New York, NY, February, 2007 – They are ugly and nobody wants them. Yet, almost 80 million Americans are affected by venous disease, bulging veins caused by weakening in the vein’s walls. More than 40 percent of women have some form of the condition. Venous disease can appear in the leg as varicose veins (swollen blood vessels) or as spider veins (dilated small blood vessels located close to the surface of the skin, most often on the face or legs). If untreated, severe varicose veins can lead to swelling, muscle cramps, pain standing or walking, skin color changes, eczema type symptoms and ultimately, to non-healing ulcerations and other severe consequences.

Until recently, the only treatments available required major surgery, anesthesia, and long recovery times and could cause scarring. “Today, thanks to many technological advancements in lasers, we can offer treatments that are more successful, almost painless which lets the patient resume normal activity on the same day,” says Joshua Fox, MD, dermatologist and founder of Advanced Dermatology PC and The Center for Laser and Cosmetic Surgery.

Using light waves to eliminate bulging veins, endovenous lasers can be used to treat a wide range of vein sizes. The most important component of these lasers is the wavelength: The Cool Touch CTEVTM has a 1320 nm wavelength, which studies have shown to be the most optimal. The non-scarring procedure is done in the doctor’s office and needs only local anesthesia. Patient can resume walking within 30 minutes and can go back to strenuous exercise within days.
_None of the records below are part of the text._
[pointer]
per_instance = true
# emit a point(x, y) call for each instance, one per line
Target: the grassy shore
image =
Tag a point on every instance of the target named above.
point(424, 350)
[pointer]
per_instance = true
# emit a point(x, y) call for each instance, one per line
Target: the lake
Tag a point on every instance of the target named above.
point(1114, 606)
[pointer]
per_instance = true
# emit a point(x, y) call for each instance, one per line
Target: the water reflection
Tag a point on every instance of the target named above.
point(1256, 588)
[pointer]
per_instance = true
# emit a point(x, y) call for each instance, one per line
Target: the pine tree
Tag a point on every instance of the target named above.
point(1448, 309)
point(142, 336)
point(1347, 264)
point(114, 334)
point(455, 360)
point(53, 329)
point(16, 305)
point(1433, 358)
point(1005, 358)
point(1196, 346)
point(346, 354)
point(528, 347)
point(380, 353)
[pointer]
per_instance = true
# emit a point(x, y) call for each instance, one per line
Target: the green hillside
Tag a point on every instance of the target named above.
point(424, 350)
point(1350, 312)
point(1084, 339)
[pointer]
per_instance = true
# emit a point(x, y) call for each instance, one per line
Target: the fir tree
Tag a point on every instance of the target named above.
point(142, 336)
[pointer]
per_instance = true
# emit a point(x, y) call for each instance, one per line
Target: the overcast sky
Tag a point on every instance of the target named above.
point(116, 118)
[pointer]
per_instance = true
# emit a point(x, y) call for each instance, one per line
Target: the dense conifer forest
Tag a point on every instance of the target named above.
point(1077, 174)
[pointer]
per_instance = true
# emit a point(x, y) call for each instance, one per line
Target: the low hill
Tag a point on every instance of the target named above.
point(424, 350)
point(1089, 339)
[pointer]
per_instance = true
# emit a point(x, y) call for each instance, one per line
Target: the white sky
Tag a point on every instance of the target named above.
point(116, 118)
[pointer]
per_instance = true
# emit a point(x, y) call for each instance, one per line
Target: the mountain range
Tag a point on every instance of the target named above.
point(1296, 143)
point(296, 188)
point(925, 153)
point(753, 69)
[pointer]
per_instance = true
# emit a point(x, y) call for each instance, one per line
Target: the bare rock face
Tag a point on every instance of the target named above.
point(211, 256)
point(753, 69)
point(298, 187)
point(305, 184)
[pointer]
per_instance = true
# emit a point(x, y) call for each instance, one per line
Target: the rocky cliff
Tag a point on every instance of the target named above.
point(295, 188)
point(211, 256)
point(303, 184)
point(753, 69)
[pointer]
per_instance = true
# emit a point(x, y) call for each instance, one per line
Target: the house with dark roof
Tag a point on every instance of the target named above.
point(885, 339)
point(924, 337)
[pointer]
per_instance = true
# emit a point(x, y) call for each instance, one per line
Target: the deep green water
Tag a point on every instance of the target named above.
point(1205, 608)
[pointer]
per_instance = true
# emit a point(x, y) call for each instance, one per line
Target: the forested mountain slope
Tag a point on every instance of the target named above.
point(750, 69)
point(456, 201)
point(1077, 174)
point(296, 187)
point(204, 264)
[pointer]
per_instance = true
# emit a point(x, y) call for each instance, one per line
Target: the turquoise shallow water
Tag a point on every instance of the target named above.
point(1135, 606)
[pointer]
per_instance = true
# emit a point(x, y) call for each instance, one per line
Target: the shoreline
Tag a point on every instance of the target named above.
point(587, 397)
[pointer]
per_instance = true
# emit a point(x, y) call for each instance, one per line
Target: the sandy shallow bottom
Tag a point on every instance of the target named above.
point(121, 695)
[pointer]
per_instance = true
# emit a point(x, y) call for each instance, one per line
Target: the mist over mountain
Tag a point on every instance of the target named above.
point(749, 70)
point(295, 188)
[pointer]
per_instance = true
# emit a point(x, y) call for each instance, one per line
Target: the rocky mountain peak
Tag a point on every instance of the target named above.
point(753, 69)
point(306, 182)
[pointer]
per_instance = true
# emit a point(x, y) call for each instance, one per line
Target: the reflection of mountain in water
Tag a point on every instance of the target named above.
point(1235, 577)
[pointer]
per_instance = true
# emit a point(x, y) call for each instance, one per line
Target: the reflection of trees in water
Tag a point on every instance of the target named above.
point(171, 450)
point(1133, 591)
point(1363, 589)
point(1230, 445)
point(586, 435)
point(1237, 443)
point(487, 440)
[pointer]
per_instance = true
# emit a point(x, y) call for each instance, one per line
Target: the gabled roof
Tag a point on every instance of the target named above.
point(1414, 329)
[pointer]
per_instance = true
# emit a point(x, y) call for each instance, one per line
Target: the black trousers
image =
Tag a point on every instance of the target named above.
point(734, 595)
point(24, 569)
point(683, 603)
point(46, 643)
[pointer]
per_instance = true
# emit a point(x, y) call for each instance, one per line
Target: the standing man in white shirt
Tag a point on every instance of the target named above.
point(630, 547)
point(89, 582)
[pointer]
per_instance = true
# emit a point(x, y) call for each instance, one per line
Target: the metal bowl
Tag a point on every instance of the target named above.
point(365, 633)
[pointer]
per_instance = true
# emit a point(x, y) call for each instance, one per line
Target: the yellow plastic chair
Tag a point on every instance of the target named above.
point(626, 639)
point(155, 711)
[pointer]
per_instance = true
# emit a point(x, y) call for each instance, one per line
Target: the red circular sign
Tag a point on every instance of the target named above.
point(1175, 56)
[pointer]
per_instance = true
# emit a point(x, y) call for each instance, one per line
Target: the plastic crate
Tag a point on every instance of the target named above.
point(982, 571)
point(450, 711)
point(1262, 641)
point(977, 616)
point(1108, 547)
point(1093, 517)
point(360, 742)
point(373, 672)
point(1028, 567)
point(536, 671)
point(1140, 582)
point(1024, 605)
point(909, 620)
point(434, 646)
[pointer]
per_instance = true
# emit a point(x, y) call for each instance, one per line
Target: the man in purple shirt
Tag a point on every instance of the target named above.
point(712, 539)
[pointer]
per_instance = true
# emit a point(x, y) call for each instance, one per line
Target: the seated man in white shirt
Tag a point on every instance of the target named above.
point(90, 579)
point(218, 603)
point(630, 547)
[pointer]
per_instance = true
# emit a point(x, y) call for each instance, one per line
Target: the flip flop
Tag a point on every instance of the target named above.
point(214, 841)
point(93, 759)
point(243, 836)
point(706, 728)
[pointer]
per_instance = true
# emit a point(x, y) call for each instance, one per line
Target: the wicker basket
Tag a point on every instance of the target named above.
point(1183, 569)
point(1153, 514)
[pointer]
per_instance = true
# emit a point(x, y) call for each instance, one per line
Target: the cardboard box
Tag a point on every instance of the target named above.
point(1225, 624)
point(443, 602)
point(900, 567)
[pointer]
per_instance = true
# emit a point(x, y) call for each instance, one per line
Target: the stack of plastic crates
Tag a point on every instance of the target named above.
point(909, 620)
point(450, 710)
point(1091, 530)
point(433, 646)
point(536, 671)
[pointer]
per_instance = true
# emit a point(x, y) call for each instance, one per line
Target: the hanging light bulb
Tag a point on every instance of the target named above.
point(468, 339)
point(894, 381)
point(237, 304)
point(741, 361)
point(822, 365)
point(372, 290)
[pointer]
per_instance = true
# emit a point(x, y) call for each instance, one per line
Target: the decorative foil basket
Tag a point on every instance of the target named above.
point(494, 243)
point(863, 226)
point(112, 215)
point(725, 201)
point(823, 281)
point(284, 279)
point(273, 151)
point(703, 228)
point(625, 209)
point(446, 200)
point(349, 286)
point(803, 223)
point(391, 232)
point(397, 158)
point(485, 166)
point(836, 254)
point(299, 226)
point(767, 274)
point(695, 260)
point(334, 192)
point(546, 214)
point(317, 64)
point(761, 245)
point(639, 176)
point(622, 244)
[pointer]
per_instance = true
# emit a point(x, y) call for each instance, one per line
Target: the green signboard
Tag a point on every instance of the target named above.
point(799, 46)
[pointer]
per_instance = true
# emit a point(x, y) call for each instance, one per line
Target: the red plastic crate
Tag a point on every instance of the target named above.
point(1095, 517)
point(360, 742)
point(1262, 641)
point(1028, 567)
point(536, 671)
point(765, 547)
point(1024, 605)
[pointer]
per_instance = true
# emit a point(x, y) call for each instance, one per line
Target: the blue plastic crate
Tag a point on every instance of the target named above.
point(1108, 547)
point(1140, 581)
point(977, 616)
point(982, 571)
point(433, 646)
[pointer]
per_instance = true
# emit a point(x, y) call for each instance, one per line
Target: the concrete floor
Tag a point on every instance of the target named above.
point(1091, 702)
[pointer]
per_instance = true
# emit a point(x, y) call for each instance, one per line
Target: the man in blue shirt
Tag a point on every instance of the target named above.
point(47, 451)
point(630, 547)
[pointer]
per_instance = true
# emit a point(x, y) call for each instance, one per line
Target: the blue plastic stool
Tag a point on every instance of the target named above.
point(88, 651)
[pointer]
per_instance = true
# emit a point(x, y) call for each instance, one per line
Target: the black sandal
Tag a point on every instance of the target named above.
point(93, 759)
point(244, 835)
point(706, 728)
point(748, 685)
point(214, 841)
Patients see immediate improvement; but may find that they need one to two weeks to see complete relief.

In addition to laser therapy, there are other ways to reduce bulging veins that avoid the old, painful vein stripping of days gone by. Caution: These therapies — such as sclerotherapy (the injection of a solution into the vein that causes the vein to be reabsorbed) and radiofrequency (using electric current to close a vein) — have a slightly higher complication rate than lasers and may not be effective on larger varicose veins. Patients should consult with their dermatologist about their individual needs.

“With the many choices we have available today, everyone who would like to deal with their bulging veins, for either cosmetic or medical reasons, can receive fast, effective improvement for their specific case”, adds Dr. Fox.

Protecting Your Veins
“Of course, the best course of actions for your veins is not to get venous disease in the first place. Here are some good tips that can help in preventing its development particularly if you have an underlying problem like leg swelling, pain bulging veins or red scaly legs,” says Dr. Fox.

Keep your legs elevated, when possible.
Exercise daily, especially working the calf muscles.
If you are stuck sitting or standing still for a long time, flex your legs and ankles periodically.
Use support compression hose, especially during long car, train or plane rides.
Watch your weight.
Avoid hot tubs and hot baths. Heat can increase vein expansion and pooling of blood.

If you don’t see improvement you should see a doctor who can give you more advice or treatment.